Le Tribunal administratif de Lyon, statuant par ordonnance, rejette une requête comme manifestement irrecevable. Le sujet principal concerne le rejet d'une demande de délivrance de documents de circulation pour des enfants mineurs. La juridiction estime que la requête, formulée comme une demande de « réexamen en urgence » adressée à la préfète, constitue un recours gracieux et non un véritable recours contentieux. La solution est fondée sur les articles R. 222-1, R. 411-1 et R. 421-1 du code de justice administrative, qui exigent qu'un recours vise l'annulation d'une décision pour illégalité.

Texte intégral

Vu la procédure suivante :

Par une requête enregistrée le 13 février 2026, Mme B... A... saisit le tribunal des décisions de la préfète du Rhône du 15 janvier 2026 portant rejet de ses demandes tendant à la délivrance d’un document de circulation à ses quatre enfants mineurs.

Vu les pièces du dossier.

Vu le code de justice administrative.


Considérant ce qui suit :

Aux termes de l’article R. 222-1 du code de justice administrative : « Les présidents de tribunal administratif (et) les présidents de formation de jugement des tribunaux (…) peuvent, par ordonnance / 4° Rejeter les requêtes manifestement irrecevables (…) ». Aux termes de l’article R. 411-1 du même code : « La juridiction est saisie par requête. La requête (…) contient l’exposé des faits et moyens, ainsi que l’énoncé des conclusions soumises au juge ». Aux termes de l’article R. 421-1 de ce code : « La juridiction ne peut être saisie que par voie de recours formé contre une décision (…) ».

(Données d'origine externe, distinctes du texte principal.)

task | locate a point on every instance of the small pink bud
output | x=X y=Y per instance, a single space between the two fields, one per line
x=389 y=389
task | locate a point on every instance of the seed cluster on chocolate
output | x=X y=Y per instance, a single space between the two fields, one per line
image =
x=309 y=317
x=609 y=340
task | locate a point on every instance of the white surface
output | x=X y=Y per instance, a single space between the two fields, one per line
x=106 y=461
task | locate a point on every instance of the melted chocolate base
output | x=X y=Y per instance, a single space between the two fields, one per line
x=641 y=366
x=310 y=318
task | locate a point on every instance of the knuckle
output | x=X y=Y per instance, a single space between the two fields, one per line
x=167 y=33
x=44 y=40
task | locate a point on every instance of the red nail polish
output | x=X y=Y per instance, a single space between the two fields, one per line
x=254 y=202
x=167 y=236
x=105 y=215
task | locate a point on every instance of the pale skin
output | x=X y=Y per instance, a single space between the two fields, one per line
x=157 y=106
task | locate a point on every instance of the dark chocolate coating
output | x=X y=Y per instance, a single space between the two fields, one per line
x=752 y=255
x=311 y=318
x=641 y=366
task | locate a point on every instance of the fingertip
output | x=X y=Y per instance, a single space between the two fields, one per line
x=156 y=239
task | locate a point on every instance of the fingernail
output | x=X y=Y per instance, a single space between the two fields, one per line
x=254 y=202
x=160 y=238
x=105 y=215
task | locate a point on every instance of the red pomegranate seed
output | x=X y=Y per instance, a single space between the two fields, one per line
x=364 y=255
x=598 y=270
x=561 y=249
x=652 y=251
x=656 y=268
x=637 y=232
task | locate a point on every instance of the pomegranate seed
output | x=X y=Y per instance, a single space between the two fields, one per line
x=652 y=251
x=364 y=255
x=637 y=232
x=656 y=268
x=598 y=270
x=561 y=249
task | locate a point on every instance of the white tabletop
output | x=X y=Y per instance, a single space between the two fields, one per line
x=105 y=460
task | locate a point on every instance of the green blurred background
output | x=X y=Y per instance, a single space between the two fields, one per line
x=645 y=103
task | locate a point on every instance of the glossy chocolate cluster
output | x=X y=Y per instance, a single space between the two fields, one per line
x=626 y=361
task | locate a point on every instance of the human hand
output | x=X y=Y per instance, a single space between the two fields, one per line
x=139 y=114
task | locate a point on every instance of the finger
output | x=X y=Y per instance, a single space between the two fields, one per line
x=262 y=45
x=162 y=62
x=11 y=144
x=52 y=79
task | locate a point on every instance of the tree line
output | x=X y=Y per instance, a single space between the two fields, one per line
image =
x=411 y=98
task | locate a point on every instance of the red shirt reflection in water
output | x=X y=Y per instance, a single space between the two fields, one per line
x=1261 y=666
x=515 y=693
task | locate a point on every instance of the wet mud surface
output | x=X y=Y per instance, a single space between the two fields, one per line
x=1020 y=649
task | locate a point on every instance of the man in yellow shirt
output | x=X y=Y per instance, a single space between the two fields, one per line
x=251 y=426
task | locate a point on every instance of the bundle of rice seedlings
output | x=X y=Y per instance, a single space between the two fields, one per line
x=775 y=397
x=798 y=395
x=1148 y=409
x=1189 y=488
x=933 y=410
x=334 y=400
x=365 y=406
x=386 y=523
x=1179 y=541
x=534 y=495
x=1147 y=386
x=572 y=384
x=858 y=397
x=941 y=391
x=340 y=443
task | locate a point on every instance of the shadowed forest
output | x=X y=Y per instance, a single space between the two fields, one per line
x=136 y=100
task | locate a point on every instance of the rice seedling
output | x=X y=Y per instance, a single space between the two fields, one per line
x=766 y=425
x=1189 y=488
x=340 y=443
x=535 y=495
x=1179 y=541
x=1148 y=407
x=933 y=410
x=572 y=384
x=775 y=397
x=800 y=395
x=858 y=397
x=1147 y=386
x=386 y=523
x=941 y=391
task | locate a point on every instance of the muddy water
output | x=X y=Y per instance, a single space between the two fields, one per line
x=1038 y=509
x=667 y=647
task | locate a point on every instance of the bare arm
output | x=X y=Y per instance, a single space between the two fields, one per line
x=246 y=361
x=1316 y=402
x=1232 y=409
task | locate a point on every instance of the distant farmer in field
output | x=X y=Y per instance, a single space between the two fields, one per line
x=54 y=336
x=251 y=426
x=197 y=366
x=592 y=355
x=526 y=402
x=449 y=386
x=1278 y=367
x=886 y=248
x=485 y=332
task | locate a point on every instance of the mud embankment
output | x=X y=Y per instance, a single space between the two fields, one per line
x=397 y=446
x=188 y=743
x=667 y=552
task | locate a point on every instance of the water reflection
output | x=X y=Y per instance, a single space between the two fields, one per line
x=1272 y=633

Les termes de la requête, qui tend au « réexamen en urgence » des décisions de la préfète du Rhône du 15 janvier 2026 refusant de délivrer un document de circulation aux enfants de la requérante, ne permettent pas au tribunal d’identifier précisément son objet et ne peuvent en particulier être regardés comme constitutifs d’un recours contentieux tendant à l’annulation des décisions en cause pour des motifs précis tirés de leur illégalité et qu’il appartiendrait notamment à la requérante d’assortir d’une requête distincte en référé afin qu’il soit statué en urgence. Ainsi, cette requête doit être considérée comme un recours à caractère gracieux tendant à ce que l’autorité préfectorale revienne sur ses décisions du 15 janvier 2026 au regard notamment des précisions que Mme A... entend apporter quant à sa situation familiale et professionnelle. Dans ces conditions et alors qu’il n’appartient pas au tribunal administratif de connaître d’une telle demande à caractère gracieux, la requête doit être rejetée comme irrecevable par application des dispositions citées ci-dessus.


O R D O N N E :


Article 1er : La requête de Mme A... est rejetée.

Article 2 : La présente ordonnance sera notifiée à Mme B... A....
Copie en sera adressée pour information à la préfète du Rhône.


Fait à Lyon, le 9 mars 2026.


Le président de la 3ème chambre,




A. Gille




La République mande et ordonne au préfet du Rhône en ce qui le concerne ou à tous commissaires de justice à ce requis en ce qui concerne les voies de droit commun contre les parties privées de pourvoir à l’exécution de la présente décision.